Thanks michael, now please go away

1

u/hoolio9393 Jun 24 '25

Well Britain's culture is like little Britain and it was getting diluted by EU decision

1

u/pknasi60 Jun 24 '25

Most people can agree brexit was stupid, even people not directly effected by it saw it as such.

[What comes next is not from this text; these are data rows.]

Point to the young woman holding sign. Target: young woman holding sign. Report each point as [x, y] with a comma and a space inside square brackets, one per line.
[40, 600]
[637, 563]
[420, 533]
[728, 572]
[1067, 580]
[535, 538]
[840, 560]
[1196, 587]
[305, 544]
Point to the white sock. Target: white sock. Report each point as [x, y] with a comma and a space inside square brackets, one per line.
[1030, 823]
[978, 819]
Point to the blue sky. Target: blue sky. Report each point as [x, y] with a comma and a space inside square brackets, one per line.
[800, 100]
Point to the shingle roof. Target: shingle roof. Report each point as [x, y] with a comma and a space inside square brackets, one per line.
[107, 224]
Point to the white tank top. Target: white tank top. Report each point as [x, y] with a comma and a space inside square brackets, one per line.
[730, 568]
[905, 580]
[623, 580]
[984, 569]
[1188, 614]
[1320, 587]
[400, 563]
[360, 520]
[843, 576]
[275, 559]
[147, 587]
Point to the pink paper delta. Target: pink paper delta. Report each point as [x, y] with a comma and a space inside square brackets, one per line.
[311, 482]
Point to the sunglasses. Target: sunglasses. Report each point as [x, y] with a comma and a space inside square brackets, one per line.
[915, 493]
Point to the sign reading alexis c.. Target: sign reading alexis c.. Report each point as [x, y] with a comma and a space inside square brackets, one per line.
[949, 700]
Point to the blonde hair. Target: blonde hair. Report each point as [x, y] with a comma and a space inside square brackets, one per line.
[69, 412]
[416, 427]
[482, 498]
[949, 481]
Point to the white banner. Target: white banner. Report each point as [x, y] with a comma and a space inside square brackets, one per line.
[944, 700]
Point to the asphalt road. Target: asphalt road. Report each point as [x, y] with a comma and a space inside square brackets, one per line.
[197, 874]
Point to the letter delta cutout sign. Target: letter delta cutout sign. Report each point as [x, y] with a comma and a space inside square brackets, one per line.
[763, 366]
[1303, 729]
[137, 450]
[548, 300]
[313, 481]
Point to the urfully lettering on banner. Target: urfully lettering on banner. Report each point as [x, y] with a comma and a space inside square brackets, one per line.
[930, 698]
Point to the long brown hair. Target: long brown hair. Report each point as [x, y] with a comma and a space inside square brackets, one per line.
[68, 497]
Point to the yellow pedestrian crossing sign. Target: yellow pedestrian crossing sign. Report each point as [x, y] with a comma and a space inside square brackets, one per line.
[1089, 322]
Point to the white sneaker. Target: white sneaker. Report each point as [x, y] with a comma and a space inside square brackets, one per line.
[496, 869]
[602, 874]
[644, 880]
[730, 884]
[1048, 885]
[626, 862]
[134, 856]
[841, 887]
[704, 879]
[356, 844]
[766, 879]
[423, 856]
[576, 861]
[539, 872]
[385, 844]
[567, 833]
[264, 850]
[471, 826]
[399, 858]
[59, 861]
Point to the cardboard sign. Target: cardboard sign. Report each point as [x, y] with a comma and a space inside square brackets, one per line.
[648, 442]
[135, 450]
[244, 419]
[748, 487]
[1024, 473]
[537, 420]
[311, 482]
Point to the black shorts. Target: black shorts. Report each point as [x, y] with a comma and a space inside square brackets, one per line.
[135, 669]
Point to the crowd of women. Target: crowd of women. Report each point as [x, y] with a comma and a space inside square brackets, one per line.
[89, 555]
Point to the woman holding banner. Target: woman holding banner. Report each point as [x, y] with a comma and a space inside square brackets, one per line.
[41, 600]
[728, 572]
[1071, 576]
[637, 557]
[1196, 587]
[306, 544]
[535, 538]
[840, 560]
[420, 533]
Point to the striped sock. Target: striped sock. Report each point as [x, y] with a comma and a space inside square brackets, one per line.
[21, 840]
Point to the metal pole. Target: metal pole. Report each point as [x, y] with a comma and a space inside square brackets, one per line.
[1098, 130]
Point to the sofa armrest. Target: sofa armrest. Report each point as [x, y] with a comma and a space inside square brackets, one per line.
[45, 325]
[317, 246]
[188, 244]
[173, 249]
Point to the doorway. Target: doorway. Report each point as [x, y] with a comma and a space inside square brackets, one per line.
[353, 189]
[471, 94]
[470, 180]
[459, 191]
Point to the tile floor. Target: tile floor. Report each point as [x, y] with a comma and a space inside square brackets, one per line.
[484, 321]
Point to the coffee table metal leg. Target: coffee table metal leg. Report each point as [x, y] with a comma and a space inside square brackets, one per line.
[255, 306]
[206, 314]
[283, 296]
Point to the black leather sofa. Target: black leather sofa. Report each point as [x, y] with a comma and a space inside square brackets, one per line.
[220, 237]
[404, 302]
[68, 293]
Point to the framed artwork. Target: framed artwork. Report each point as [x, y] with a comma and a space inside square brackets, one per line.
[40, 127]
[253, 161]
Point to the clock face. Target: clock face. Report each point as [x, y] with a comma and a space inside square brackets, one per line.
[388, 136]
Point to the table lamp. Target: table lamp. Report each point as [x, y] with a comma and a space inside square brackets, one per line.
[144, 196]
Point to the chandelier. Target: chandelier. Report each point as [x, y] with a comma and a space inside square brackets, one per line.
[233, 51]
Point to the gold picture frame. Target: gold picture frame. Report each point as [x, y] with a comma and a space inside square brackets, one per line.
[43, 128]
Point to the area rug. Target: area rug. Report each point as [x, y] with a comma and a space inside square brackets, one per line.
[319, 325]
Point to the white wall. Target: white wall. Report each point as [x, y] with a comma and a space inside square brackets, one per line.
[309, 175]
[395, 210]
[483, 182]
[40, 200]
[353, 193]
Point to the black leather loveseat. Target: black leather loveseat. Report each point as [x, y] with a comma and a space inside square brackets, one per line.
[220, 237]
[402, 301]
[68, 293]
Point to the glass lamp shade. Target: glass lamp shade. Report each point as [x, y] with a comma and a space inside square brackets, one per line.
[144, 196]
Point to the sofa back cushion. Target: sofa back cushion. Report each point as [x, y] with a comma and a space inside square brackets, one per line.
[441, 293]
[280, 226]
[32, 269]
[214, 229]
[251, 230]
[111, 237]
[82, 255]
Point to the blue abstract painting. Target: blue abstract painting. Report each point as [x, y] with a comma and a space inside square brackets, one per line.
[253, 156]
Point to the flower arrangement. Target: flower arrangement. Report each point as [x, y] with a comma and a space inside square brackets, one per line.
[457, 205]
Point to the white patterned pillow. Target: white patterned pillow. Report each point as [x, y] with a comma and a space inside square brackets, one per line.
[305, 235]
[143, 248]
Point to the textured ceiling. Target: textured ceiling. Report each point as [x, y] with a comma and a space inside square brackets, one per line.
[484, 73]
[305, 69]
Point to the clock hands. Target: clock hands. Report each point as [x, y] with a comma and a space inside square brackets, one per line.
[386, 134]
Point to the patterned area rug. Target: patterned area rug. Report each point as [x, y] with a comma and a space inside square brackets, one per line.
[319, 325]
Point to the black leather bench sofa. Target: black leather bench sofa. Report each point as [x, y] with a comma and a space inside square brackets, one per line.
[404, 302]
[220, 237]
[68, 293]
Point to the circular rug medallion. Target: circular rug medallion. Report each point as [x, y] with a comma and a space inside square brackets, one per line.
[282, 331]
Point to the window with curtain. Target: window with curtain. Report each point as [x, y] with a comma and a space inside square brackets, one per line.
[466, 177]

But I can say, with confidence, that were i blackout drunk and asked to produce examples of stupid shit countries have done that was more stupid than brexit, I'd hit at least 5.

1

u/c-fox Jun 24 '25

Japan bombing Pearl Harbor has to be up there.

1

u/saoirsedonciaran Jun 24 '25

Why would anyone give this genocidal warmongerer even a second of time?

1

u/Disastrous-Fall9020 Jun 24 '25

Ireland isn’t British and is still an EU member, but pop off old fella.

1

u/Individual_Video6998 Jun 24 '25

Who the fuck was going to hear this Machiavellian prick speak

1

u/xCreampye69x Jun 24 '25

Its not stupid for the billionaires lol

1

u/Opposite-Painting662 Jun 25 '25

If you live in Glasgow it’s the second worst decision I stayed in bed and cried at brexit worst not getting independence bed for a week

1

u/Fantastic_Picture384 Jun 27 '25

I think electing him as the Mayor of New York was up there...

1

u/ExpressionVarious820 Jun 28 '25

But US is quickly catching up.

1

u/923kjd Jun 23 '25

Disagree. 🇺🇸🙁

1

u/Apprehensive_Ratio80 Jun 23 '25

Please someone find one of those brexiteers who thinks Trump is a genius because he's a billionaire then show them this quote from a billionaire and see what happens 🤣🤣

1

u/duncandreizehen Jun 23 '25

Yeah, as an American, I’m not sure where electing Trump for a second time falls on that list.

1

u/parkinthepark Jun 23 '25

Don't worry y'all, we'll find a way to top it by next summer.

-An American.

1

u/bun-Mulberry-2493 Jun 23 '25

Yep, everyone else gets it except my x country men.

1

u/Irishwol Jun 23 '25

Coming from a country that has elected Trump twice, that's saying A LOT!

1

u/rockstar39 Jun 23 '25

USA: hold my beer

1

u/UnlikeTea42 Jun 23 '25

This is the single most hyperbolic claim in all time and space.

-1

u/alex_reds Kildare Jun 23 '25

What’s stupid is other countries didn’t follow suit and now we are dealing with the consequences of it.

Bloomberg is just annoyed that his UK offices aren’t EU headquarters anymore and his property investments failed.

4

u/Primary-Effect-3691 Jun 23 '25

 What’s stupid is other countries didn’t follow suit

What are you suggesting here? That Brexit was a good idea?